Graham Lord's The Spider And The Fly. The book reads as if it were a practical joke against its ostensible hero, Richard Brooke, an MP and publisher aspiring to better things. I can sympathise with that, but I was immediately put off by the clumsiness of Mr Lord's writing. On the first page, Brooke glances up at Big Ben (that gaunt giant!) "soothing his ego with its symbolism." And then, on the first line of the second page, we come across Ten Downing Street guarded "by one bearded policeman and a sense of dignity." I have been doing this column long enough to know journalese when I see it. It is enough to make any critic do what Lord's landlord did when he "flashed a gold tooth and withdrew." To point to these solecisms would be mere quibbling were it not that clumsy writing invariably leads to clumsy characterisation. So it is that Mr Lord can have a French taxi-driver say "With such a lady who needs Pigalle?", and that Richard Brooke can have a wife named Sarah and three lovely children named Damian, Rupert and Emma. I won't swear that these names were invented especially for middle-class fiction, but I strongly suspect it.
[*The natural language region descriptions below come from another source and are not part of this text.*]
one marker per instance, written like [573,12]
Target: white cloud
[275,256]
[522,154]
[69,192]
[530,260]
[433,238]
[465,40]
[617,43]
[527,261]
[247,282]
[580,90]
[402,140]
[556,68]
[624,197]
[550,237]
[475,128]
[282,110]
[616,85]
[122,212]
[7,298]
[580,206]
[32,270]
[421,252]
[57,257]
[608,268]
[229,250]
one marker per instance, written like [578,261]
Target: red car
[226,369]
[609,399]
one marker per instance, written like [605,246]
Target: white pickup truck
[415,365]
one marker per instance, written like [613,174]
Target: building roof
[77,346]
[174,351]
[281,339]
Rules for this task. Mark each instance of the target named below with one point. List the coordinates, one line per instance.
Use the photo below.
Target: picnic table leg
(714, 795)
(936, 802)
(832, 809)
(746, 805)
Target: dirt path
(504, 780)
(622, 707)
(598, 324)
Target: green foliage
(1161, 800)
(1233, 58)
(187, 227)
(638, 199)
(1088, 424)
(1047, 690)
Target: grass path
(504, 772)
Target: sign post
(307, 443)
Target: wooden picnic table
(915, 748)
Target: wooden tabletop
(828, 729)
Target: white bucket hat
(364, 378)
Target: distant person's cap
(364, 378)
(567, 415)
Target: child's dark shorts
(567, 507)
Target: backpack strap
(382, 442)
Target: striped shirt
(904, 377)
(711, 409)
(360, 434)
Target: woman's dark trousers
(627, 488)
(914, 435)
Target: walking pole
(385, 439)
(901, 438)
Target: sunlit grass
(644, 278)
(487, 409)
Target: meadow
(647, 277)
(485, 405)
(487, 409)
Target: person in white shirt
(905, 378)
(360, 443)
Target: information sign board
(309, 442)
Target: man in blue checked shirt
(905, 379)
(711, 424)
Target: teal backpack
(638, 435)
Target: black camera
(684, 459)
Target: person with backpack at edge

But this is to veer from the plot which, in an adventure story, is completely the wrong thing to do. Richard Brooke first comes into his own at an interminable political cocktail party, where the women look like toads and talk like parrots and the men look like bores and talk like bores. Mr Lord has caught this particular hell to the life, and I wish he had left it there. Although this might have complicated the action, since it is at one such party that Richard comes to grips with Alex Johnson: "Her eyes were bright, her voice softly American" and, yes, she is a journalist. It does, of course, take a bold journalist to conceive of, let alone write down sentences such as — "Miss you" she said

"Miss you" "Kiss" "Kiss"

and equally bold to launch upon the reading public protagonists as predictable and as unlovable as Richard and Alex. "Flattery will get you anywhere," from him to her. "I know," from her to him. Or was it the other way round?

But The Spider And The Fly is no common-or-garden romance; the plot eventually thickens, and dialogues become so slick and abrupt that I could have sworn I last heard them from the thin lips of Gene Barry. Mr Lord has also spiked his adventure with the elements c,f documentary, with references to William Whitelaw, Panorama that well known middle-aged spread, and James Jones (author of that ancient joke, From Here To Eternity). With high politics just around the corner, Richard travels to Dublin, France and Mozambique. It is at this last stop that Brooke meets his Waterloo, with consequences that involve the attempted assasination of the Prime Minister, and the fate of his American 'friend.' I can only put the matter obliquely, since the climax does not bear repeating in cold print. Let it just be said that although Mr Lord is weak on motive and character, he writes with a certain dogged concentration when faced with a plot. The last chapters are fast if not furious, and I was too interested to put the book down. If only the secret were not given away in the title of this novel, I would have become even more involved.